Fixed issue with header-data split and CPU-only mode in ANO examples

cliffburdick · cliffburdick · commit b384f38b4991 · 2024-08-13T20:54:47.000-07:00
diff --git a/applications/adv_networking_bench/adv_networking_bench_default_rx.yaml b/applications/adv_networking_bench/adv_networking_bench_default_rx.yaml
@@ -0,0 +1,91 @@
+%YAML 1.2
+# SPDX-FileCopyrightText: Copyright (c) 2022-2023 NVIDIA CORPORATION & AFFILIATES. All rights reserved.
+# SPDX-License-Identifier: Apache-2.0
+#
+# Licensed under the Apache License, Version 2.0 (the "License");
+# you may not use this file except in compliance with the License.
+# You may obtain a copy of the License at
+#
+# http://www.apache.org/licenses/LICENSE-2.0
+#
+# Unless required by applicable law or agreed to in writing, software
+# distributed under the License is distributed on an "AS IS" BASIS,
+# WITHOUT WARRANTIES OR CONDITIONS OF ANY KIND, either express or implied.

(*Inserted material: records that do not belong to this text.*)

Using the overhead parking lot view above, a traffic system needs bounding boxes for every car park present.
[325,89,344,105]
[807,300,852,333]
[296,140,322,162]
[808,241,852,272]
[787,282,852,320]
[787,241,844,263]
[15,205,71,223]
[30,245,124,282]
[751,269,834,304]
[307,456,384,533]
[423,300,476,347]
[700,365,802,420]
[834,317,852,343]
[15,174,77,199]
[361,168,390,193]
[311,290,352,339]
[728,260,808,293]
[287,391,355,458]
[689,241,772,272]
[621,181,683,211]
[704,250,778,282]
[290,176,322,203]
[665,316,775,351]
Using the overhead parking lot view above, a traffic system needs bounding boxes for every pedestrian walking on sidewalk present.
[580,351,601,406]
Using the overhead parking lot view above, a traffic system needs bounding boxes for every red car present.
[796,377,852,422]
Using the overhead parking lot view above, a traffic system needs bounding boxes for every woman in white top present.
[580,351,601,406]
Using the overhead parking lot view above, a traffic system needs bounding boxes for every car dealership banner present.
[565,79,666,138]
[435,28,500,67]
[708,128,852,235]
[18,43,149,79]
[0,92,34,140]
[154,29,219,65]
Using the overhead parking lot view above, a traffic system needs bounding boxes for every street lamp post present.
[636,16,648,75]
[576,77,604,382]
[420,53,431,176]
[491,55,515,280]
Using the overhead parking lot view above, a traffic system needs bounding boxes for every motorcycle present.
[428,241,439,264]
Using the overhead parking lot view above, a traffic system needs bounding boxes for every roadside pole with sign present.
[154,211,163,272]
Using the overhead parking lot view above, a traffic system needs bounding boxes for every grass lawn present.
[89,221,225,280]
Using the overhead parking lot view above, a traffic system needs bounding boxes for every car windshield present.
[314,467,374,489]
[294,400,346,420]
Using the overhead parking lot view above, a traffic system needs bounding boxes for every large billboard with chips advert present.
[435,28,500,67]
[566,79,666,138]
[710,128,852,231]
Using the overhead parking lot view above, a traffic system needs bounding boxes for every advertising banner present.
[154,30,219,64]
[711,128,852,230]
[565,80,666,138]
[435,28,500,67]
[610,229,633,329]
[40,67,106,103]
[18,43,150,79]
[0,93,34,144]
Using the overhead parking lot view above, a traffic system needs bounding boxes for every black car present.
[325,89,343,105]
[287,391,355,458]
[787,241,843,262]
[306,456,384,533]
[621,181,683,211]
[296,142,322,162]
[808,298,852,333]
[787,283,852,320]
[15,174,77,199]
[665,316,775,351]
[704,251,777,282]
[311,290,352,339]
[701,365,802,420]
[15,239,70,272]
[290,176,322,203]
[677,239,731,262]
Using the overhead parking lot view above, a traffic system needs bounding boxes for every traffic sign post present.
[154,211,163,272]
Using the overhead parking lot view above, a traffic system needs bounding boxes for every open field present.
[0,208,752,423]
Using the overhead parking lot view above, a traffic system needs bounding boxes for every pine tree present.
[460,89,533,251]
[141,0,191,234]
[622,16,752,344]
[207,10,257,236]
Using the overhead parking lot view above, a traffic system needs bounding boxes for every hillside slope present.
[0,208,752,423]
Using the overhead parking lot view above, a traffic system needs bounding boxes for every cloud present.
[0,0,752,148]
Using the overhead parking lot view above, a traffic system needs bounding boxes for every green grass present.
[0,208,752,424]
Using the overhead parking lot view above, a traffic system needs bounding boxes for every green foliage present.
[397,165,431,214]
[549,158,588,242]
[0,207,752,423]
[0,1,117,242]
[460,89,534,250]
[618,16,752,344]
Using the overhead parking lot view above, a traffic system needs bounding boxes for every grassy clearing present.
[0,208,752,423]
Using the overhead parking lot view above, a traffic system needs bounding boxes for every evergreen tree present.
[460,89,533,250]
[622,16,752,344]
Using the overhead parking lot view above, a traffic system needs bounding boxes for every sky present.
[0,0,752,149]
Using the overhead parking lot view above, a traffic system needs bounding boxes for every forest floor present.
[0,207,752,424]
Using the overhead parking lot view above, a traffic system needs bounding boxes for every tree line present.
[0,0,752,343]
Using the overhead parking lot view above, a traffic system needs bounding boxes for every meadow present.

+# See the License for the specific language governing permissions and
+# limitations under the License.
+---
+multithreaded: true
+num_delay_ops: 32
+delay: 0.1
+delay_step: 0.01
+
+scheduler:
+  check_recession_period_ms: 0
+  worker_thread_number: 5
+  stop_on_deadlock: true
+  stop_on_deadlock_timeout: 500
+
+advanced_network:
+  cfg:
+    version: 1
+    manager: "dpdk"
+    master_core: 3
+    debug: false    
+
+    memory_regions:
+    - name: "Data_RX_CPU"
+      kind: "huge"
+      affinity: 0
+      access:
+        - local
+      num_bufs: 30720
+      buf_size: 64
+    - name: "Data_RX_GPU"
+      kind: "device"
+      affinity: 0
+      access:
+        - local
+      num_bufs: 30720
+      buf_size: 1064
+    - name: "Default_RX_CPU"
+      kind: "huge"
+      affinity: 0
+      access:
+        - local
+      num_bufs: 30720
+      buf_size: 1064        
+    
+    interfaces:      
+    - name: data2
+      address: 0005:03:00.0
+      rx:
+        - queues:
+          - name: "Default"
+            id: 0
+            cpu_core: 7
+            batch_size: 10240
+            output_port: "bench_rx_out"
+            memory_regions: 
+              - "Default_RX_CPU"
+          - name: "Data"
+            id: 1
+            cpu_core: 8
+            batch_size: 10240
+            output_port: "bench_rx_out"
+            memory_regions: 
+              - "Data_RX_CPU"
+              - "Data_RX_GPU"
+          flows:
+            - name: "ADC Samples"
+              action:
+                type: queue
+                id: 1
+              match:
+                udp_src: 4096 #12288
+                udp_dst: 4096 #12288                          
+bench_rx:
+  split_boundary: true
+  gpu_direct: true
+  batch_size: 10240
+  max_packet_size: 1064
+  header_size: 64
diff --git a/applications/adv_networking_bench/adv_networking_bench_default_tx.yaml b/applications/adv_networking_bench/adv_networking_bench_default_tx.yaml
@@ -0,0 +1,71 @@
+%YAML 1.2
+# SPDX-FileCopyrightText: Copyright (c) 2022-2023 NVIDIA CORPORATION & AFFILIATES. All rights reserved.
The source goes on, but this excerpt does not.